Postscript. The fundamental problem is that there is no comprehensive registry for published works.

18 Comments

  1. Quote of the day:

    “a writer is one to whom writing comes harder than to anybody else.”
    — Thomas Mann

  2. Quote of the day:

    “Don’t use AI to write, use your childhood trauma like the rest of us”

  3. Most indie books DO have ISBNs already, of course. 🙂

    If a book was released in print, there’s usually an ISBN. If the book is wide (non-KU), there’s usually an ISBN. Even for KU books, most authors these days are putting the ebooks into libraries via Draft2Digital, now that KDP changed that rule to allow it.

    Bottom line? Most indie books already have an ISBN associated with them. That doesn’t mean indie authors need to pay for those ISBNs, of course. The courts aren’t requiring a Bowker ISBN registered to that specific author; they’re requiring an ISBN be associated with the book, so any ISBN will likely do.
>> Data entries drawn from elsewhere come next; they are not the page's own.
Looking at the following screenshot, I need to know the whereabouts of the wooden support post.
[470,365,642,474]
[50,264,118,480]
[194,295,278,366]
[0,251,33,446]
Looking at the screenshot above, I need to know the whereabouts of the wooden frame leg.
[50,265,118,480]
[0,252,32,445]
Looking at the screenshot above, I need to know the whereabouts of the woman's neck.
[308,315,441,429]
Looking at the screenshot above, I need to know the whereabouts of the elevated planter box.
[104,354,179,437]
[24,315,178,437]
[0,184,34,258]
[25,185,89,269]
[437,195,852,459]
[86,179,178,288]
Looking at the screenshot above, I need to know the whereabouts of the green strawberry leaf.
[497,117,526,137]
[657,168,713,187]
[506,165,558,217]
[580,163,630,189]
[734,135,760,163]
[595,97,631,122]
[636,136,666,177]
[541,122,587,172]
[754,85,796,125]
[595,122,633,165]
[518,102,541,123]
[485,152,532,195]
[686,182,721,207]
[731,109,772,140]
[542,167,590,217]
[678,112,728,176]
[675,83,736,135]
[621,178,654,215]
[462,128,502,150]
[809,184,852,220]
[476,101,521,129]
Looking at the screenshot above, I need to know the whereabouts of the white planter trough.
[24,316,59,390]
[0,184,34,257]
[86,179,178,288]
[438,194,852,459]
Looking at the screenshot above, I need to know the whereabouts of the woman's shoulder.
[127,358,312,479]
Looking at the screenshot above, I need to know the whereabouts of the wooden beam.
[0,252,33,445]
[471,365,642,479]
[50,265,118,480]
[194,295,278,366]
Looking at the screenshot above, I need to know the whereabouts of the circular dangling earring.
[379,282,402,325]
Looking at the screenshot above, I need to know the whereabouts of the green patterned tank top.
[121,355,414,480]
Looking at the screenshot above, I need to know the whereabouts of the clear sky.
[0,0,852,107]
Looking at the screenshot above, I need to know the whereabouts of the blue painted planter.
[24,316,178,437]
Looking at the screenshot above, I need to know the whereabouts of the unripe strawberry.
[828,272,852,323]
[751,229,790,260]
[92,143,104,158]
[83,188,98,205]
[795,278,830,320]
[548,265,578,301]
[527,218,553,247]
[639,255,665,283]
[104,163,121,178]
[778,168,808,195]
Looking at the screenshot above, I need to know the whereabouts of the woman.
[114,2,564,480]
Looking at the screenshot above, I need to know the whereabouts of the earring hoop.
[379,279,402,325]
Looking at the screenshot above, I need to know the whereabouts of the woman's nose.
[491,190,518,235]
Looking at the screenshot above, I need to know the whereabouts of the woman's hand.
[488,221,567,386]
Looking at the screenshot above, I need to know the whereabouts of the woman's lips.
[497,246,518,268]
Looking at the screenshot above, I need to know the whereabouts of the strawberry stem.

    Remember, the US courts have affirmed over a dozen times that ISBN ownership has nothing to do with who the legal publisher is – we saw that in stacks of cases against Createspace, KDP, and Ingram. The publisher is the person or company which causes a work to be published.

    Bottom line?

    I don’t expect to see much change in how authors approach ISBNs. Best practice these days is generally to use the free one from KDP Print, the free one from Ingram Spark, and the free one from Draft2Digital, and call it a day. 😉

    1. Thanks for the insight, Kevin. I do believe there are a substantial number of Indie authors who haven’t bothered to get even a free ISBN, but I’m glad to hear that it isn’t a majority of them. Do you think that the Indie attitude towards copyright registration is changing?

      1. Indie authors are required to have ISBNs for physical books, while eBooks are optional. So, using myself as an example, my physical books have ISBNs while their corresponding eBook editions do not, leaving authors like me vulnerable since it’s the eBook editions being pirated.

    1. I agree about copyright–I’m frankly surprised that so many self-publishers seem not to have registered–but ISBNs aren’t necessary for digital distribution and sales, so it’s understandable that many authors have wanted to skip the expense. As Michael points out, however, things have changed…so it makes sense to re-assess.

  4. My first novel is protected. My second book will also be protected. I don’t use AI.

    1. A searchable dataset from LibGen was available at The Atlantic at one point–I don’t know if it’s still there, though. Those works were pirated–though not necessarily by AI. One notorious pirate site, Z Library, can be found on a simple websearch; you may be able to search on your title there (again, though, probably pirated by humans rather than AI). Anna’s Archive is another major pirate site that can be found with a websearch.

  5. Why can’t we go after the pirate sites, such as LibGen or PiLiMi? Why wait until they are scraped into AI and then go after the AI company?

    1. There was just a big judgment against a pirate site called Anna’s Archive. And in 2022, the FBI seized hundreds of the domains of notorious pirate site Z Library. They’re really hard to shut down, though, because they can keep operating with shadow domains and on the dark web–as Z Library did. And for lawsuits, you need deep pockets and substantial resources (the Anna’s Archive lawsuit was brought by publishers). I don’t know what the answer is.